A copy of the tape was to be shipped today to the Johnson Space Center in Houston for analysis, a time-consuming process expected to continue throughout next week and possibly longer, NASA spokesman James Hartsfield said.
Hartsfield said the tape appears to be "very promising." But he cautioned that the data could be corrupt and that the most critical information - temperature, pressure, vibration and other measurements from Columbia's left wing - might not be available if wires from those sensors were burned in the final minutes of flight.
Investigators have said that if temperature sensors near the wing's leading edge - the hottest area - remained online and if that information is on the tape, they could better determine the flow of the penetrating plume of deadly hot gas.
The investigation board speculates that Columbia's left wing might have been breached by insulating foam or other material that fell off the external fuel tank during liftoff Jan. 16. One theory is that the heat-protective carbon panels on the leading edge of the wing, which were struck, might have been weakened already from wear and tear or corroding bolts.
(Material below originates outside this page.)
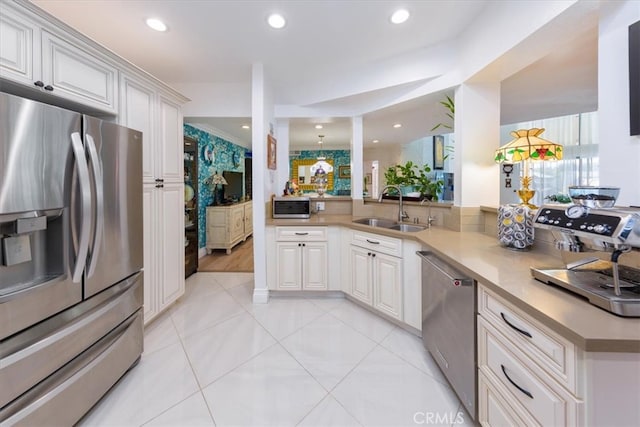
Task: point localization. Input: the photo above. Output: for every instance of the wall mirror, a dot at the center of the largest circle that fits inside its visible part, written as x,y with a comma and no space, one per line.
301,172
The data recorder was collecting measurements from 721 sensors on Columbia's wings, fuselage and tail during both launch and re-entry. The board disclosed Wednesday that defects might exist in the foam used to insulate the external fuel tanks. When investigators recently cut into the foam of another tank, at a Lockheed Martin Corp. plant in Michaud, Miss., they discovered three air pockets near a critical attachment point, called a bipod ramp.
Investigators have suspected that foam fell off near or at the attachment point during the Columbia liftoff. Photographic analysis made public this week also confirms that the foam did come off at the bipod ramp. The voids in the foam could explain why it became detached.
A number of tests in the coming weeks should confirm whether the foam/leading edge explanation is credible.